Food service became extremely limited as kitchen staff did not arrive for work and the hospital is currently experiencing an urgent linen shortage as the laundry department is also not working. Doctors opened two theatres at the hospital on the evening of 2 June 2020 as a desperate measure but expressed their extreme concern over working conditions as the casualty unit was last cleaned on 1 June 2020.
Seventy-one health workers, many from Livingstone Hospital, have tested positive for COVID-19 in Nelson Mandela Bay, some are seriously ill and one nurse died on 31 May 2020.

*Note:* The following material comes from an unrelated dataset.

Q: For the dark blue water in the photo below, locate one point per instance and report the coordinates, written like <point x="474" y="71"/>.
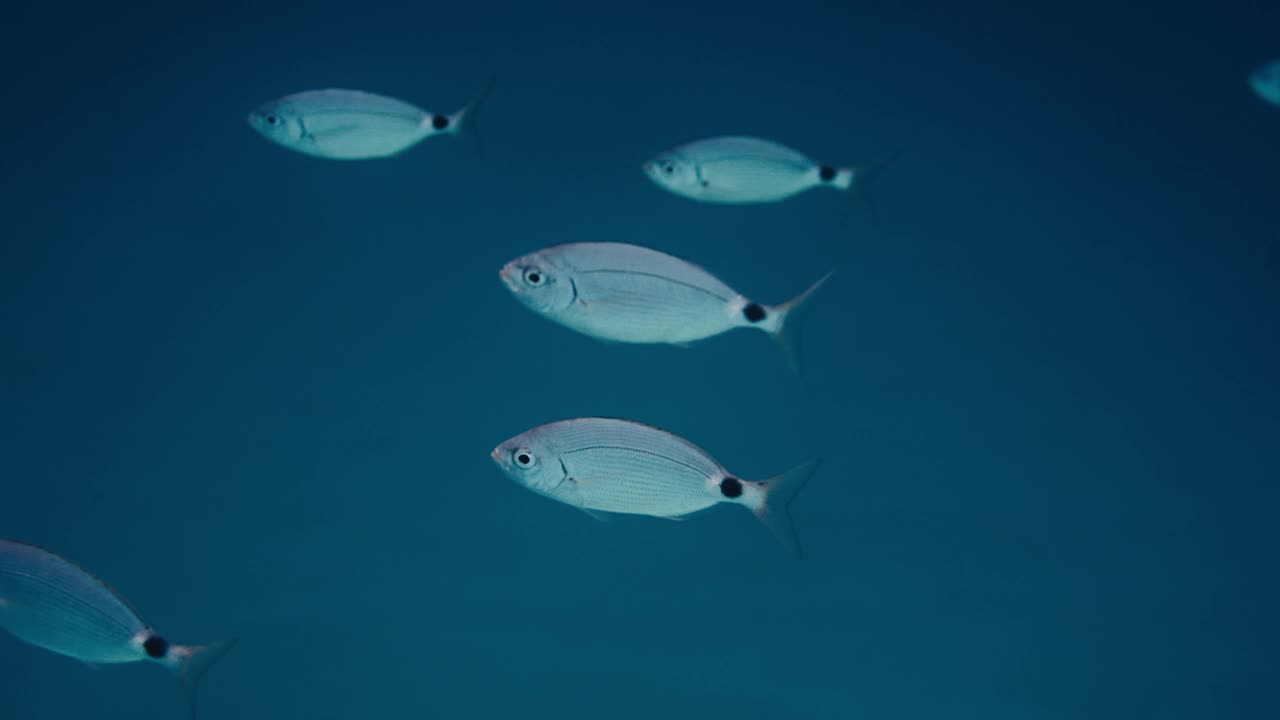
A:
<point x="256" y="391"/>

Health spokesperson Sizwe Kupelo said the department’s head office signed off on more appointments for the hospital a few weeks ago to address possible staff shortage due to COVID-19 infections. “The hospital has been given a total of 59 appointments for nurses and nine appointments for doctors and 100 appointments for general assistants. The situation is unacceptable. If those people have not started work, that process will have to be fast-tracked to ensure that they render a service there. Such a situation cannot be allowed. Bisho has signed everything – not yesterday, a few weeks ago.”
He also said that more personal protective equipment (PPE), including sterile gloves, will be dispatched to the hospital tomorrow. “It is a huge mess,” one of the hospital sources said. “The cases are beginning to increase and for the next two weeks, we are facing an unprecedented disaster,” he added.
Nelson Mandela Bay currently (at the time of writing of this article) has 1 275 confirmed COVID-19 cases and an infection rate of five percent.
State ambulance services also shut down after an emergency medical services (EMS) crew member was stabbed in the chest while on call in Walmer Township. “Now the managers are forcing us back to work but they haven’t kept a single promise to keep us safe when we are on call,” one of the union shop stewards said.
The shop steward said the EMS crew had loaded a patient in the township and were going to get another one. While the one medic attended to the patient, he was shot at and his phone and wallet were stolen. His colleague was stabbed in the chest and he was also robbed. “He drove his colleague to safety. He stopped when he was out of there and put a drip on and then, he drove him to Livingstone. We were lucky, the doctors told us, if it was 1cm to the other side, we would be speaking the language of mourning today.” EMS crews were planning to meet on 4 June 2020 to decide a way forward.
Meanwhile, the MEC for Health, Sindiswa Gomba, went to Matatiele on the other side of the province. “The MEC is still in Matatiele,” her spokesperson, Judy Ngoloyi said. “She can’t be expected to just drop everything and respond to every crisis. [Dr Thobile] Mbengashe must also take leadership. There are other senior leaders in the department.”
No response was received from Mbengashe but Ngologyi said he was in meetings. She said the “only reason” why the MEC previously responded to shutdowns in places like King William’s Town was because she was “close by”.
An oversight visit by the national Department of Health earlier in the week also bypassed Nelson Mandela Bay despite the metro having the highest number of cases and the highest infection rate in the province.
In May 2020, when President Cyril Ramaphosa visited the facility, Mbengashe assured him and Health Minister Zweli Mkhize that while the department made mistakes in the early days of the pandemic, they had put a system in place to ensure that hospitals would have adequate PPE going forward.